Lorsqu'on analyse la liste des membres de ces associations, on y trouve parfois des riverains ou des propriétaires de résidences secondaires qui espèrent pouvoir jouir du littoral en toute tranquillité et bénéficier de la valeur foncière que leur procure la rareté de leur bien. Il n'est pas question de faire l'amalgame avec les autres associations de protection de l'environnement, dont l'utilité sociale est avérée, qui ont une attitude tout-à-fait responsable et des services juridiques de grande qualité, comme nous l'avons constaté au cours de nos échanges. J'ai été agréablement surpris, au cours des auditions, par le discours extrêmement constructif et pertinent de France Nature Environnement (FNE), qui nous a prodigué de nombreux conseils. Cela contraste fortement avec l'attitude négative de Manche Nature Environnement dans mon département.
Comment en est-on arrivé là ? L'application de la loi Littoral n'a pas été à la hauteur des espérances, pour des raisons plus sociologiques que juridiques.
Les ambiguïtés dans l'attitude de l'administration ont longtemps nuit à la mise en oeuvre sereine de la loi Littoral. L'administration ne fait fondamentalement pas confiance aux élus locaux pour l'exercice de leur compétence d'urbanisme sur le littoral, qui est rappelons-le, une compétence décentralisée depuis 1983. Depuis le début, elle utilise ses prérogatives pour être le véritable meneur de jeu. Le « porter à connaissance » sert ainsi de prétexte pour imposer aux élus une certaine lecture de la loi. Cette lecture est d'ailleurs souvent restrictive, car l'administration craint le contentieux. En outre, la doctrine administrative d'application de la loi Littoral fluctue au rythme des directeurs départementaux des territoires et de la mer (DDTM), ce qui place les élus dans une incertitude totale.
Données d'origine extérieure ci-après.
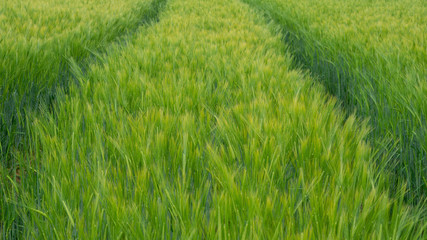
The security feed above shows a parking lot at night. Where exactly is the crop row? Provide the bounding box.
[244,0,427,202]
[0,0,162,167]
[7,0,426,239]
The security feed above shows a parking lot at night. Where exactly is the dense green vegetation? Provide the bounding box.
[0,0,427,239]
[0,0,162,166]
[244,0,427,202]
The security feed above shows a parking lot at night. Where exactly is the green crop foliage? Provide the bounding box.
[244,0,427,203]
[0,0,163,167]
[2,0,427,239]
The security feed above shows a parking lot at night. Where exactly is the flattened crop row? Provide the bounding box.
[8,0,426,239]
[244,0,427,203]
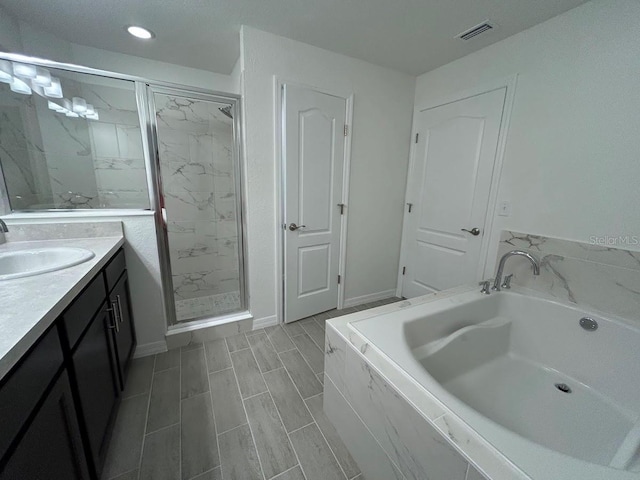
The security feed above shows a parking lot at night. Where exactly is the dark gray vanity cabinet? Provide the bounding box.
[0,249,136,480]
[71,300,120,472]
[0,371,91,480]
[104,251,136,389]
[0,325,91,480]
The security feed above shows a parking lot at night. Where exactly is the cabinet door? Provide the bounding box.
[109,272,136,389]
[0,371,89,480]
[72,305,120,473]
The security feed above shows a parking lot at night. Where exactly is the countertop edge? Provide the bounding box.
[0,236,125,381]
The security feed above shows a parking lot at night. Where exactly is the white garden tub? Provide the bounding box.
[351,290,640,480]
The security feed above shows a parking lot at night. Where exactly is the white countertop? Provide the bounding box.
[0,235,124,379]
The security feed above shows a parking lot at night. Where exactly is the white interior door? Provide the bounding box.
[401,88,506,298]
[282,85,346,322]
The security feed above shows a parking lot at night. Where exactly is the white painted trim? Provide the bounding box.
[165,312,253,337]
[133,340,167,358]
[338,94,353,309]
[273,75,354,322]
[252,315,280,330]
[396,74,518,297]
[343,288,396,308]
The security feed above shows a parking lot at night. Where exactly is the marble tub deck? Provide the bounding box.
[102,298,398,480]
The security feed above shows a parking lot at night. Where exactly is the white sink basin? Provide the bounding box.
[0,247,95,280]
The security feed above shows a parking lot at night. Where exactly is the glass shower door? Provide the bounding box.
[151,89,245,322]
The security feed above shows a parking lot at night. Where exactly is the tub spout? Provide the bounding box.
[492,250,540,292]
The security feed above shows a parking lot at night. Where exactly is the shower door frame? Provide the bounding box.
[136,82,249,329]
[0,52,249,330]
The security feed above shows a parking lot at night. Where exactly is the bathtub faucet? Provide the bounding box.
[493,250,540,292]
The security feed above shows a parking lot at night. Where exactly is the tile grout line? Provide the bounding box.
[276,348,324,400]
[300,325,326,355]
[327,377,406,480]
[291,327,326,362]
[202,343,226,476]
[269,463,306,480]
[304,387,348,480]
[137,354,157,478]
[243,337,306,480]
[178,349,182,478]
[288,325,352,479]
[228,335,269,480]
[252,352,313,480]
[144,421,180,437]
[217,420,252,436]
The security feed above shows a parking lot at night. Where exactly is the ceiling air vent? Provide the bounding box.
[456,21,495,40]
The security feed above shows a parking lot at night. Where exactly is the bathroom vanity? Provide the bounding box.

Parallèlement à cette attitude dirigiste, l'administration a fait preuve d'une absence remarquable en matière de décrets d'application. Il aura fallu attendre dix-huit ans pour que les décrets les plus importants, concernant notamment le champ d'application de la loi, soient enfin adoptés, après une injonction sous astreinte du Conseil d'État. D'autres décrets, comme celui sur les rus et les étiers, sont toujours en attente. Je ne parle même pas des rapports du Gouvernement au Parlement, qui n'ont presque jamais été remis, alors que la loi exigeait au départ un rapport annuel sur sa mise en oeuvre.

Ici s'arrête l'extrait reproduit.